I really love Coffeescript these days. Essentially the entire HotelTonight iPhone application is written in it (using Appcelerator Titanium, which lets you write "native" apps in JavaScript - they are not web apps, say like Phonegap). I chose to use Coffeescript in this case because it makes organizing and maintaining a large amount of JS a lot easier. I also find it simply a lot more pleasurable to write code with Coffeescript (vs. JavaScript). We also use Coffeescript for the JS in our Rails app, but this is incredibly minor/small amount of code in relation to the entire phone app.

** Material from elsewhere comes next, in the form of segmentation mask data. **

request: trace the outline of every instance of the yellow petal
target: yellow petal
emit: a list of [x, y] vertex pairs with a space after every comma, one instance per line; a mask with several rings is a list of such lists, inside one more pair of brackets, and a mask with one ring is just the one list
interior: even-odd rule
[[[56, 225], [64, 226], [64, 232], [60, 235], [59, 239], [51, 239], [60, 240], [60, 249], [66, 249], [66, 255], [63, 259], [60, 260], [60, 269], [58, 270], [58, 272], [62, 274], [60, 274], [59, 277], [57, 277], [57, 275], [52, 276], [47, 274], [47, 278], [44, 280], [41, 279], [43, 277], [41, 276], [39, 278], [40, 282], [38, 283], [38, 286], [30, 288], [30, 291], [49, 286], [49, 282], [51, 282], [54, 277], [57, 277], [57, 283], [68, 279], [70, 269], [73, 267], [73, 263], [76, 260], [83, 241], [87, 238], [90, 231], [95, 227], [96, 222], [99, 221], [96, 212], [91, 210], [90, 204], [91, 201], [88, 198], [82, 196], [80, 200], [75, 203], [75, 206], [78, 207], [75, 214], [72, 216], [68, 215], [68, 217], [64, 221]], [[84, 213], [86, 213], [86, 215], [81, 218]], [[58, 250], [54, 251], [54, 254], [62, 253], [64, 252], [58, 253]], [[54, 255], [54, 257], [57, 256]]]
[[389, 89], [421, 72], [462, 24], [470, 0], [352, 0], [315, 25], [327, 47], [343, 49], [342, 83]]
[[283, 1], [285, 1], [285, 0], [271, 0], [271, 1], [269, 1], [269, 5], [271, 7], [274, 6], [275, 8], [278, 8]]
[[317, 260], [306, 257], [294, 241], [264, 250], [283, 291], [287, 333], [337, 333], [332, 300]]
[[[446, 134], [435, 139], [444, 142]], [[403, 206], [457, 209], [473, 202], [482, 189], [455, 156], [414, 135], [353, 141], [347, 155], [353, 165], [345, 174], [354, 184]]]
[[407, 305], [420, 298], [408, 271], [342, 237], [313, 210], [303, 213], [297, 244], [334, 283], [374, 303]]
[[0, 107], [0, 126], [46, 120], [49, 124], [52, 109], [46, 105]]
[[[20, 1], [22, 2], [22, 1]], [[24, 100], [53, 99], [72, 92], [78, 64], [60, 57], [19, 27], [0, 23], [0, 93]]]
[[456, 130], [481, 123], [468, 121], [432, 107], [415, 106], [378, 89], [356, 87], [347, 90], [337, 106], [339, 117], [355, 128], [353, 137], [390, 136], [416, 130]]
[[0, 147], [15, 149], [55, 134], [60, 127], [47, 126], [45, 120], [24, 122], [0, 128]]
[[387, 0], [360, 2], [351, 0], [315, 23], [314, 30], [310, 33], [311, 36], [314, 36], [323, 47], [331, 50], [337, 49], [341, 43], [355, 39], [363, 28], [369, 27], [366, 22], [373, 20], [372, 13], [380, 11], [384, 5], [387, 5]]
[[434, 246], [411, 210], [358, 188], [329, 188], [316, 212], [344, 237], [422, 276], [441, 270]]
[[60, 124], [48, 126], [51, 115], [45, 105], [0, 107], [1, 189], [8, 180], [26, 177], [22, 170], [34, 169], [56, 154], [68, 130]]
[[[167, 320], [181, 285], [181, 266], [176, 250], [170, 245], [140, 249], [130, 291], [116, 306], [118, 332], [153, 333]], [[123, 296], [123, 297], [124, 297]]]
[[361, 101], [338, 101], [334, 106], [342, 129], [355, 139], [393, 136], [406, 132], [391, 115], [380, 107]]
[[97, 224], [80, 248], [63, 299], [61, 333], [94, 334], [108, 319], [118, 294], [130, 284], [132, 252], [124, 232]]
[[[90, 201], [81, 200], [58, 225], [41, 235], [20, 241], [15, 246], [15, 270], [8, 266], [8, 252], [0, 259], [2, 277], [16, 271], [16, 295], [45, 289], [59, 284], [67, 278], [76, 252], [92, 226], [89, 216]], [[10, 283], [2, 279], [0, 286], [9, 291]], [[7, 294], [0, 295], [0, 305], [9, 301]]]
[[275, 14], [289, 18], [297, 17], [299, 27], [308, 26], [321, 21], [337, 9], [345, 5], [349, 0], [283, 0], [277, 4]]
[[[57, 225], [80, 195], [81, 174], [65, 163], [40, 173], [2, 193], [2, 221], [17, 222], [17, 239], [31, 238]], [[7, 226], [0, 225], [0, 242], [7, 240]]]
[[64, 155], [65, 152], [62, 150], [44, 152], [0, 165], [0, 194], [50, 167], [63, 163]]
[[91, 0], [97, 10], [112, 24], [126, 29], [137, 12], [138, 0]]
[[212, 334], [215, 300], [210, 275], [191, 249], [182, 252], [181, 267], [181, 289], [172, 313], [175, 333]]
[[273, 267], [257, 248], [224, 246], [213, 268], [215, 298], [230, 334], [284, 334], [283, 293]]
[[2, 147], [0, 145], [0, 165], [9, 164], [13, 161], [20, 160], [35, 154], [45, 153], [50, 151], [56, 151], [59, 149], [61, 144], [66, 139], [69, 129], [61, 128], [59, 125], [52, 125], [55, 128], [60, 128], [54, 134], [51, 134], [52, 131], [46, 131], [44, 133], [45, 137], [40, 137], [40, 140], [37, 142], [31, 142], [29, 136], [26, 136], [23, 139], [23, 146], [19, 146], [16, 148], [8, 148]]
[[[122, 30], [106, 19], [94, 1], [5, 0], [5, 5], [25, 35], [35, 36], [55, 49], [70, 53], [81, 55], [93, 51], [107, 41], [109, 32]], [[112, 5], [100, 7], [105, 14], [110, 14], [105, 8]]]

The pros mostly have to do with just being a nicer syntax, but also that it standardizes an OO mechanism, and then adds some nice additions (list comprehensions, some scope things, etc.).
The cons are almost zero for me. The primary one is that it's an extra layer to debug. You will need to look at the generated JS (which is VERY readable and nice), and then map that to your Coffeescript code. For us, this hasn't been an issue at all, but YMMV.
In the end, my take is, there is zero risk in terms of using it on a production app, so, don't let that be a blocker. Then, go try it out. Write some code with it, compare that to what you'd write in JS, look at the generated code to see if you are comfy with being able to read that for debugging needs. Also, hang out in the #coffeescript IRC, people are good there. And finally, see how it would integrate with your app, e.g. what's your "build" process (e.g. for Rails, try Barista, for something standalone, just use the included "coffee -w", etc.).